トレイルランニングの大会は国内外とも次々に中止となりましたが、当サイトの記事ではウルトラトレイル・マウントフジ、そしてUTMB®︎ Mont-Blancの中止を伝えた記事が大きな反響を呼びました。さらにはアンドラ・ウルトラトレイルが新型コロナによる大会の中止から大会の終了に至ってしまうというショッキングなニュースもありました。

リアルな大会に代えて、バーチャル大会が開催されることも増えました。多くの場合はランナーは大会の行われる山に行かない(行けない)で、予定されていたコースと同じ距離を身近な場所で走るというバーチャル大会でした。しかし、リアルなレースと同じコースを開放して、一定期間のいずれかの日にコースをソロで走ってそのタイムで競うというタイムトライアル形式で大会を開催したのはスイスのSierra-Zinalでした。日本でも白馬国際トレイルランがタイムトライアル形式の予選と、リアルな大会の本選という形式で大会を開催しました。来年になっても大会を開催するための社会の環境が整わない、とりわけ国境を越えて選手が往来するような大会の開催は難しい状況が続きそうです。当サイトが9月にUTMB®︎のプレジデントであるカトリーヌ・ポレッティさんに行ったインタビューの中では、国際的な選手の交流や雄大なトレイルを経験することを尊重しつつ、さまざまな新しいテクノロジーでコロナ禍で新しい大会を作っていくという考え方を聞くことができました。

ただ、厳しい状況下でも選手がリアルに集まって、山を走る喜びを共有する機会を工夫して作ろう、という動きも盛んであったことも忘れてはならないでしょう。当サイトとしては中でも日本国内のスカイランニングに関連しては「特別交流戦」を企画するなど、フォーマットを工夫しながらリアルなレースが開催されたことは特筆に値すると思います。

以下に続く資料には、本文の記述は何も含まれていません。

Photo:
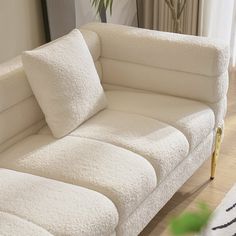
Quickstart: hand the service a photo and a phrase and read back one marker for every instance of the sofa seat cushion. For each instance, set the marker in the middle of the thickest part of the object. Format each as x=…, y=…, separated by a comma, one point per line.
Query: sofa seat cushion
x=123, y=176
x=14, y=225
x=161, y=144
x=194, y=119
x=55, y=207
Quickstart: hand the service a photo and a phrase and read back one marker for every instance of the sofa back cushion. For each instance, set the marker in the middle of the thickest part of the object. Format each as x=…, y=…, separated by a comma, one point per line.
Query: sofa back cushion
x=180, y=65
x=64, y=80
x=20, y=114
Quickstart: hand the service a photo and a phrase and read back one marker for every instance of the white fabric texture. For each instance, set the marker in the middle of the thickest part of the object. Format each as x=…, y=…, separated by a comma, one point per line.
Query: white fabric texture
x=162, y=194
x=124, y=177
x=161, y=49
x=18, y=118
x=194, y=119
x=59, y=208
x=65, y=82
x=13, y=225
x=182, y=84
x=93, y=42
x=156, y=141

当サイトが大会当日のライブ配信に携わったIZU TRAIL Journeyもコロナ禍の中でリアルに開催された大会の一つでした。ライブ配信の中で、プロトレイルランナーで大会コースディレクターの鏑木毅さんが話してくださった、トレイルランニングに関わる人たち全てへのメッセージは来年に向けた励ましの言葉でした。

自然環境を受け継いでいくために

COVID-19以外では、環境保護に向けた動きがトレイルランニングやその周辺でますます活発になっていると感じます。キリアンはコロナ禍が始まる前から、今年は環境への負荷を軽減するためレースなどの遠征旅行は極力減らすとしていたほか、今年に入って自らの名を冠した基金を設立しています。国内では湘南国際マラソンが給水を選手が携帯するマイカップで行うといった新しい試みを導入することが話題になりました。湘南国際マラソンはその後中止が決まりましたが、今後もこうした動きは続くことでしょう。

訃報

当サイトではその記事の中でお二人の訃報を伝えることになりました。三浦誠司さんも、アンドレア・ヒューザーさんも筆者にとってはヒーロー、ヒロインでした。改めてご冥福をお祈り申し上げます。